Maximizing the Impact of Your R Teaching: Insights from Garrett Grolemund


Francisco Cardozo


February 10, 2023

I recently watched a presentation by Garrett Grolemund, the Director of Learning at Rstudio, on the POSIT Enterprise Community Meetup on YouTube. I wanted to share with you some of the interesting thoughts about teaching R that he mentioned.



  • Garret believes that the success of the training ultimately depends on how it’s delivered.
  • Teachers out there really aren’t that good and online courses are not so great.
  • People who become experts in R by years of practice. However, they may not have had the opportunity to devote those years to being a good teacher.
  • There is theories in psychology(such as cognitive load theory and multimedia learning theory) that can be applied to make training more successful.
  • Research shows that students only retain about 56% of the content from a lecture
  • The retention rate decreases over time.
  • Studies on procedural instruction show similar results, with only 60% of students able to reproduce the procedure immediately after training.
  • Six months later, the number drops to 40%, and a year later it drops to 30%
  • Training outcomes are not always great and this is a “dirty secret” of the training industry.
  • Trainers are not always trained to be trainers, which is a challenge in the field.
  • Education is not simply about transferring information from an educator to a student, and the student then becoming an expert.



  • The more the task is practiced, the more the brain will conserve the neural networks and retain the ability to perform the task. This is not likely to occur in a workshop that lasts only half a day or two days.
  • To build a robust neural network, it is important to sleep.
  • The ability to perform a new skill in six months from now dependent on the amount of practice they receive after initial instruction, rather than the instruction itself.

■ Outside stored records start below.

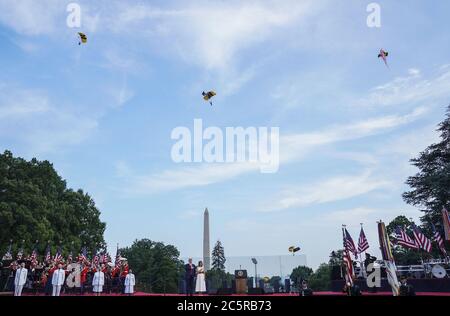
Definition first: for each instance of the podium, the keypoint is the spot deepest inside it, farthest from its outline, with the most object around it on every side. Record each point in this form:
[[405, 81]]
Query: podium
[[241, 281]]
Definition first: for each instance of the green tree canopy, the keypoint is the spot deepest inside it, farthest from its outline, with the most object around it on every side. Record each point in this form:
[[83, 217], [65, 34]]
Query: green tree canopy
[[299, 273], [157, 266], [320, 280], [430, 187], [403, 255], [218, 257], [35, 204]]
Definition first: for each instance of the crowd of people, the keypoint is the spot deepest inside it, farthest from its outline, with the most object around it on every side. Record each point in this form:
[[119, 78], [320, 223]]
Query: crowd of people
[[72, 278]]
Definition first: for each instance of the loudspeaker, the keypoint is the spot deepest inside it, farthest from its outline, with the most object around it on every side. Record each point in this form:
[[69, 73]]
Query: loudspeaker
[[256, 291], [240, 274], [287, 286], [250, 282], [241, 286], [336, 273], [227, 291]]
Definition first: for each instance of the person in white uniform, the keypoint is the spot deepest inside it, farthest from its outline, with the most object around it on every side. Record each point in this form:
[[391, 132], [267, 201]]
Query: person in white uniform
[[98, 281], [200, 285], [58, 279], [130, 282], [20, 280]]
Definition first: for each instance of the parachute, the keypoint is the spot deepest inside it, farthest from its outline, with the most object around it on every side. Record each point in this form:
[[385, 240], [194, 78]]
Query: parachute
[[294, 249], [83, 38], [383, 55], [207, 96]]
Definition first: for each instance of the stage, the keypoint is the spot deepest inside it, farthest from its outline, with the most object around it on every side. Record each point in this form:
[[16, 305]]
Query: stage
[[142, 294]]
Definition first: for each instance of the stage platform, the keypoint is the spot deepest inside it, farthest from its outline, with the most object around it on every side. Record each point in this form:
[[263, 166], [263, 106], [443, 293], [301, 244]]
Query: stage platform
[[142, 294]]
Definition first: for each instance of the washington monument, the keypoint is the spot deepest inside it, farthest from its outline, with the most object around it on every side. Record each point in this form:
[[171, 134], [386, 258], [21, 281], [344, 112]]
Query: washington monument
[[206, 250]]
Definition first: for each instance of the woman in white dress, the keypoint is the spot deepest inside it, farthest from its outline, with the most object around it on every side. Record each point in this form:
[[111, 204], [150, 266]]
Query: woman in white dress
[[98, 281], [200, 285], [130, 282]]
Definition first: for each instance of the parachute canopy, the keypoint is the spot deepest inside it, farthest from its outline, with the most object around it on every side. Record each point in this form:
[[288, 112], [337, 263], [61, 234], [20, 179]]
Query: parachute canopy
[[383, 55], [207, 96], [83, 38]]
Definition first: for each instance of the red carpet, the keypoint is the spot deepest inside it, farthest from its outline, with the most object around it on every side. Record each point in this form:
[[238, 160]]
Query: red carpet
[[277, 295]]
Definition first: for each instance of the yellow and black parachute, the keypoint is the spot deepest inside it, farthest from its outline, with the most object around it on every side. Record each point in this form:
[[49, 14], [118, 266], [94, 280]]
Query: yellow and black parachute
[[207, 96], [83, 38]]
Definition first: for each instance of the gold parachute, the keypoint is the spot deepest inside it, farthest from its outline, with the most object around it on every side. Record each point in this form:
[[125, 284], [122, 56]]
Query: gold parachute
[[83, 38], [207, 96]]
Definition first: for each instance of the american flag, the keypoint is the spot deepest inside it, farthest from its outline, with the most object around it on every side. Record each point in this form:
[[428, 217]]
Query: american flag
[[348, 243], [438, 239], [349, 273], [446, 221], [48, 256], [118, 256], [83, 255], [58, 256], [20, 254], [96, 258], [403, 239], [363, 244], [105, 257], [422, 240], [8, 254], [33, 257]]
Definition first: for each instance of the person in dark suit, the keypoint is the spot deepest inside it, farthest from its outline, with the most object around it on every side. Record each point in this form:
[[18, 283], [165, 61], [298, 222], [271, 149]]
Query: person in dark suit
[[305, 290], [352, 290], [189, 277], [405, 288]]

“Well, the revelation we had at our studio is that data science is a skill, and if you want to learn to do good data science with code or otherwise, you have to practice it and learn it as a skill.”

Mentors, Mates and Accountability

  • As a student, it is possible to practice a skill incorrectly without even being aware of it. To practice effectively and efficiently, it is crucial to receive feedback and guidance to make sure the proper techniques are being utilized.
  • Individuals do not acquire knowledge in a vacuum, they are driven by social influences and the identity they construct by participating in a community that is studying data science.
  • The lacking factor in online courses is motivation, which can be obtained through interaction with a mentor or peers. Talking to them can provide the necessary inspiration.
  • Having a mentor or being part of a group provides accountability, as one is expected to show up with something to demonstrate to them.

“So, as you go through the course, not only do you have an expert who has your back who’s coaching you, you also have fellow travelers who you could discuss things with. You could work through problems together and, you might not even realize it, but you can hold each other accountable and motivated as you go through the process.”